I’m a little bit of both. I’m more of a plotter…these books have such complicated plots, I have so many characters, I have to work from a very detailed outline. But once I get into the outline I’m often surprised by what happens in the scenes and what the characters do. If I wrote without any kind of guide at all, the Marco Polo type of writing, I’d lose the beginning, the middle and the end, and to me that’s such an important principle in writing, it’s so satisfying. I think later in my career, when I’m not writing on such a deadline as I am now – I have a year to write one of these books, they’re coming out one a year…phew, it’s a lot! – if I had a little more time, I think maybe I’d drift off a bit more.
Do you have in your head a very clear idea of what your characters look like?
I do, yup. And occasionally I’ll run into them on the street.
Do you run imaginary casting sessions?
I see people at my children’s school, and the nearby High School, and I go yes! That’s what he looks like, that’s how she walks, that’s how she talks.

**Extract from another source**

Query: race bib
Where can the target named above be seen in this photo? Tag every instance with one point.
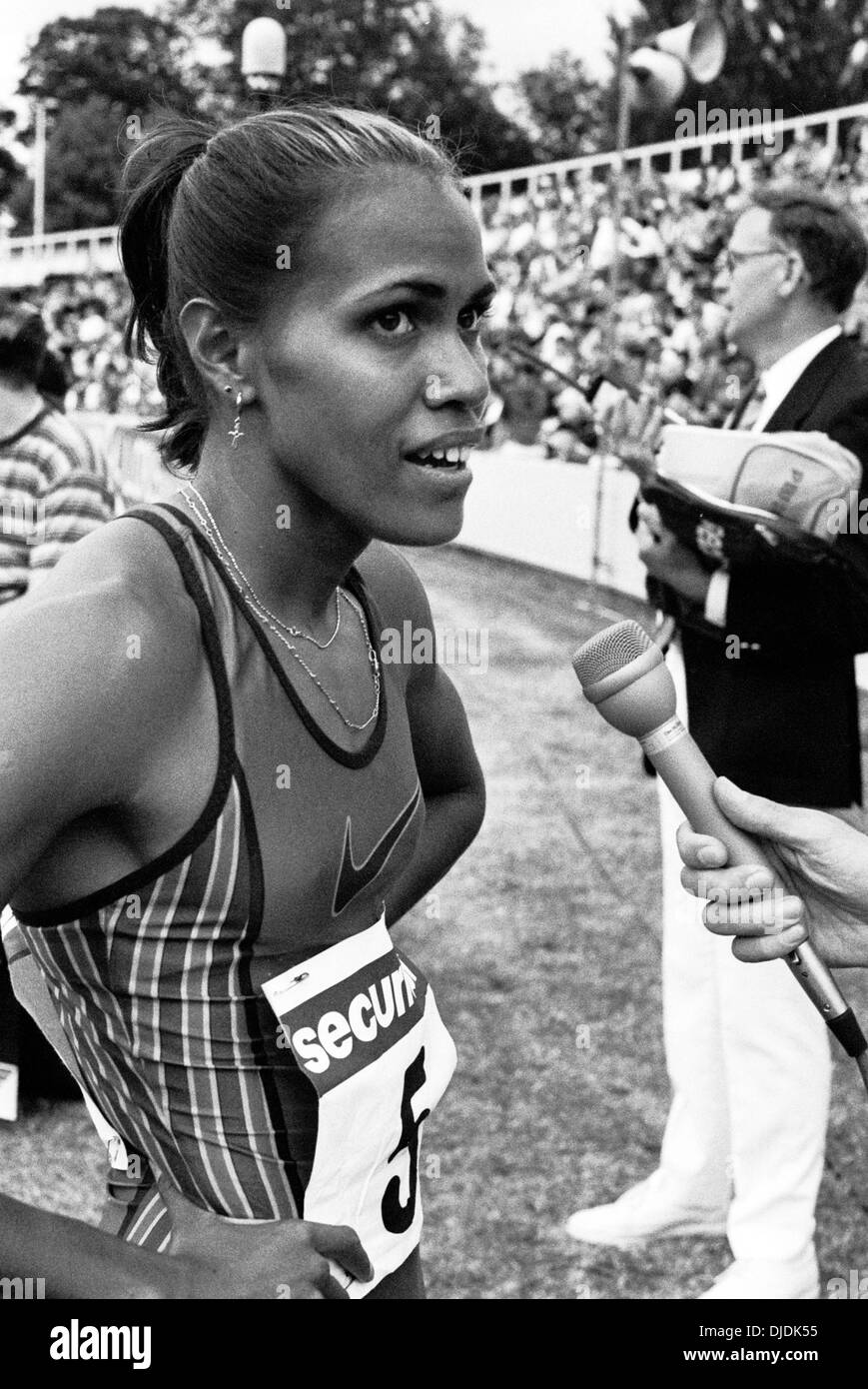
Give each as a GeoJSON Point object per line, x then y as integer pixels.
{"type": "Point", "coordinates": [364, 1026]}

You’ve chosen to tell this story through a male voice, Dean, and in fact you have a number of strong male voices in this book – how difficult was it for you to think like a boy, because you do seem to be able to do that?
I think my work as an actor and an improviser really helped me here…the thing about improv is, it’s a very masculine-dominated world, so I played like a guy; that way of relating to people, that sort of testosterone-fuelled pushing that guys can do against each other comes very naturally to me. I can be competitive and I feel comfortable in that world.
It’s hard enough for a writer to get around the UK and see a significant number of their readers, so it must be a lot more difficult in the States; have you been able to go out and do events around Monument 14?
I am terrifically lucky. My publisher picked me and three other debut authors to send on a national tour, so in June of last year they sent us to Los Angeles, San Francisco, Seattle, Salt Lake City, Houston…you’re getting the idea, we went all over. It was so thrilling to travel the country and talk to people about the book, and they’re sending us all out again this year.
When you go out, have you devised something, using your acting skills to make a visit more of an event?
I really enjoy teaching, so It’s very easy to use my improv experience when talking about writing, using improv exercises to enrich writing. But in terms of presenting Monument 14, I haven’t come up with anything specially theatrical. Although I have written a comedy song called Monument 14 FAQ, in which I sing the most frequently asked questions and my responses, but that was more just for my own pleasure.
Sounds like great idea – you should put that up on YouTube! Now I think it’s true for a lot of writers, particularly when they’re working on a long project, that they continually have new ideas they simply have to park and put on one side until later. As you’re approaching the end of this sequence, do you know what you’re going to do next?
I do, I do. I have two stories that I’m burning to write; one of them is a one-off set on a cruise ship, and that’ll have a female narrator, and the other is a fantasy series, a post-apocalyptic agrarian world, and that’ll be a three-book series. I’m going to do the one-off about the cruise ship first.